What I've noticed is I can play ALL of these piano pieces off-by-heart without the sheet music, and it's without any difficulty too - I almost find it easier to play without the sheet music than I do by trying break down the many notes on the grand staff. It doesn't take me extended repetition of the pieces to learn them by memory too. I recently learned Dietro Casa in a couple of days was already playing large chunks of it by memory whilst still learning, now I can play it all without the music.

This is the complete opposite when I play the violin! I can play maybe 1 or 2 lines maximum of any violin piece (and not just the Grade 8 pieces), but then I forgot the rest and need to look at the music. I've tried to learn a grade 4 piece by memory and couldn't do it either!

So I am really confused why I can so easily remember piano music but not violin music.

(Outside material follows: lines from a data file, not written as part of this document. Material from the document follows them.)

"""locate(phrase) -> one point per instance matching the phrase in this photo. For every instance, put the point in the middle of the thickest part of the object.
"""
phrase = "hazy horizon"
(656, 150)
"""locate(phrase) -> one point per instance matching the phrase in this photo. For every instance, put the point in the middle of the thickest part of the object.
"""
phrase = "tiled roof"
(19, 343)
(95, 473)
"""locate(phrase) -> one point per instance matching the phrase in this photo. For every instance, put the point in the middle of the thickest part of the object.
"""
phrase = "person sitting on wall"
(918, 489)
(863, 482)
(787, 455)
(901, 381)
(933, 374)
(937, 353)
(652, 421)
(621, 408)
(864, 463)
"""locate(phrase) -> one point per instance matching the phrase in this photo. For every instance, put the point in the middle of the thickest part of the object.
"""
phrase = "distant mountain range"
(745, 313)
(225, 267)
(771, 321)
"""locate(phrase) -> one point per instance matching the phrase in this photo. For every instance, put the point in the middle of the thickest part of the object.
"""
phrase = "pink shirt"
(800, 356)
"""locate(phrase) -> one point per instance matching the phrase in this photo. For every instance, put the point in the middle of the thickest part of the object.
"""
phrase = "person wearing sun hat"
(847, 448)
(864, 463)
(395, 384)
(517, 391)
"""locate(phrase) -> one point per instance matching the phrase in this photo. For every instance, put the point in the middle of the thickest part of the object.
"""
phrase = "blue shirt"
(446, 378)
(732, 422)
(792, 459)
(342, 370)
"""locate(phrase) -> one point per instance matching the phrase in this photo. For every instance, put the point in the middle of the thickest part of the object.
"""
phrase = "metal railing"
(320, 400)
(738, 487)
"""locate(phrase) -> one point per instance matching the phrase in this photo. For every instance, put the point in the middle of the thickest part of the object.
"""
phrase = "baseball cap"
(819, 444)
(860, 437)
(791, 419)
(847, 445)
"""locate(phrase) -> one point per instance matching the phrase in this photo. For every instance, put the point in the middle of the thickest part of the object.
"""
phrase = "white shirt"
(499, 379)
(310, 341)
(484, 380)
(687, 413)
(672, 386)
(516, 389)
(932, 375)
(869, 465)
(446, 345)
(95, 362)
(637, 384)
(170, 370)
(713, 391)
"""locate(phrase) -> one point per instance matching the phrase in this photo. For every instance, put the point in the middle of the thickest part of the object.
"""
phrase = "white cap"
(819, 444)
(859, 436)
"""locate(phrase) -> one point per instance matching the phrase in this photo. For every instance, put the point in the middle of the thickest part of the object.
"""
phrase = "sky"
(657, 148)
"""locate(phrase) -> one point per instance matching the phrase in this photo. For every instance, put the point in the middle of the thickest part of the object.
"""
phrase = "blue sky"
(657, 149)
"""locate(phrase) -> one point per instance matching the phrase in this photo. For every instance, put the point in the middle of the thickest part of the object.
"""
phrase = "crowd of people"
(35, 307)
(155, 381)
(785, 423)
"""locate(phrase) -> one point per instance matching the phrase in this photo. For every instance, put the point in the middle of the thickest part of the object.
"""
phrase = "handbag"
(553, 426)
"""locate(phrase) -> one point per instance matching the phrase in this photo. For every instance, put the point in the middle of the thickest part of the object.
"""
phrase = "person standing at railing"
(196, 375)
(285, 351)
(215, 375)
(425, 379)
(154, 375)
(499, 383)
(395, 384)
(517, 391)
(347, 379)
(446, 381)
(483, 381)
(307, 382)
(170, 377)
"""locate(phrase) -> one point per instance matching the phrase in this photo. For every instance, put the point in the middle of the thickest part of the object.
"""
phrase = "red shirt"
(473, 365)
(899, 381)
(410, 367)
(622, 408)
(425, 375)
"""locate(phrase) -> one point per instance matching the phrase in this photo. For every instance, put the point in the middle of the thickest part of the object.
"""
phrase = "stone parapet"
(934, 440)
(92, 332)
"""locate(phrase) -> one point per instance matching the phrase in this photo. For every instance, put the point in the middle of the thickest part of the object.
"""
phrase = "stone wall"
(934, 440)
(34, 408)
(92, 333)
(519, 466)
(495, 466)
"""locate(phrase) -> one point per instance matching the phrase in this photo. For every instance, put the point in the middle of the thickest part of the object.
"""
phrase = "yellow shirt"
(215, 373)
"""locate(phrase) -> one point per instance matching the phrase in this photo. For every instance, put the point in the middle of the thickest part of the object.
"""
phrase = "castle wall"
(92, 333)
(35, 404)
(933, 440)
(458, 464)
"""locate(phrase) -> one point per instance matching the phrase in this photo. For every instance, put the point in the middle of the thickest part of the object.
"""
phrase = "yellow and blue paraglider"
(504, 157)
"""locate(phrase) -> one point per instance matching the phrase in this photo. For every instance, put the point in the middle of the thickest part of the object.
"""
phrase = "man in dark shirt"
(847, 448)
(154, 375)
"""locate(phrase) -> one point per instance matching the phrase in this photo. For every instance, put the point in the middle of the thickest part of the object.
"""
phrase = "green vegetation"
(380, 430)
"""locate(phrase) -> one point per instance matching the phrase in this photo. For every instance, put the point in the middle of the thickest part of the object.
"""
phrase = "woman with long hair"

I have always thought it would be satisfying to play Bach's Partita No. 2 on the violin without any sheet music to help me but it seems to me I'll never be able to do it. Do I have more of a knack for the piano compared to the violin as a whole? Does anyone experience this with the instruments they play? What is the reason for it?

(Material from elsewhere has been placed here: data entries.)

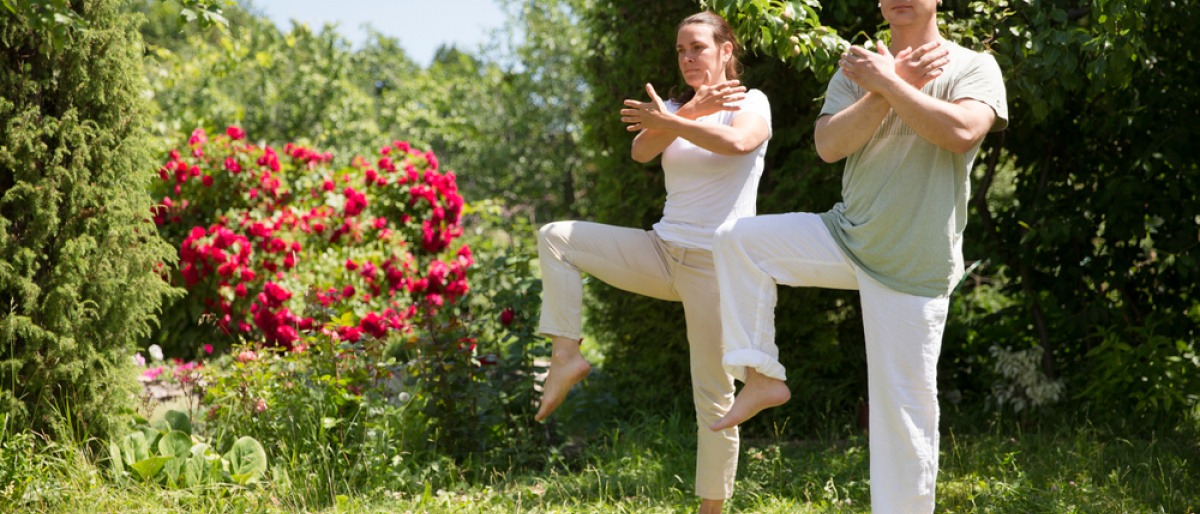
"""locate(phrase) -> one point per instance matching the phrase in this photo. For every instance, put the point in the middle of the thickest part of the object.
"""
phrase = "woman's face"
(700, 53)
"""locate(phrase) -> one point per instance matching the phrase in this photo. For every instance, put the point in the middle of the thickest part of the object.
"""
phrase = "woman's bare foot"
(760, 392)
(711, 506)
(567, 368)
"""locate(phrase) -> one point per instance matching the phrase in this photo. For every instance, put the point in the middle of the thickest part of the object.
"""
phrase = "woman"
(712, 139)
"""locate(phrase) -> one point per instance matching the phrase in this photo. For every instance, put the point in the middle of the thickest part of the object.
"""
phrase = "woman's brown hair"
(721, 34)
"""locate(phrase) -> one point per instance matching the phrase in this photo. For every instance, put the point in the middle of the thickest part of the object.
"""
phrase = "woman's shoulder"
(755, 96)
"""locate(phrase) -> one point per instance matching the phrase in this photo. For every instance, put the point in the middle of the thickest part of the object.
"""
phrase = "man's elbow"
(964, 141)
(827, 154)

My current theory is that when I play the violin, I look directly at the sheet music almost the whole time, and never at the fingerboard to see/remember the positions of my fingers, because the position of the note C, for example, is innate to me. However, as I am less adept at the piano, when I learn a piano piece, I often have to look at the placement of my fingers for the various chords and patterns, and that maybe this visualisation helps me with the memory. Thoughts?

Any feedback would be greatly appreciated!


----------



## Taggart

Entertaining thought - can you play the top line of any of your piano pieces on the violin?

I can't play piano without dots (I'm about grade 6/7) but I can vamp an accompaniment to folk tunes. My wife plays violin and can play by ear quite easily. 

If you've got up to grade 8, you've obviously got good aural skills so should be able to transfer them to playing by ear.


----------



## Ingélou

Yes, as Taggart says, I can play the violin by ear, though I am not very advanced; I have also always been able to pick out the top line of a tune on the piano (with a bit of hesitation sometimes; then I get there). It is just 'by ear' for me. On the other hand, I have humungous difficulty in sight-reading music, and always have. Taggart, though he cannot play by ear, is extremely good at sight reading & always surprises his teacher.

Your post is very interesting, especially the last full paragraph. I feel sure that is the key - that you can see the notes laid out in front of you & having the intervals in your brain, you know where to go.

All the same, I can't believe you couldn't pick up playing the violin by ear, if you worked at playing foolishly simple tunes every day by ear. I feel sure your brain & your muscles would then on an unconscious level 'pick it up' & it would be like riding a bike. Maybe also you feel more relaxed on the piano & have less to prove? When I played folk tunes for my fiddle teacher at first, even though I knew them inside out, I would crash & burn because I felt so nervous.

Good luck, anyway, and do let us know how you get on! 


PS: May I recommend playing the violin with your eyes closed, if you don't already? That is what 'gets it into my head' for me, and you could try it on the 'foolishly simple tunes', see above. I think then your brain would be able to focus on 'where to go'. Just a thought. 

Very best wishes, and Welcome to the Forum!


----------



## hreichgott

I notice with students that when they play pieces that are a challenge for them, they learn more slowly but memorize more quickly. Is your piano music a greater challenge relative to your ability than violin?


----------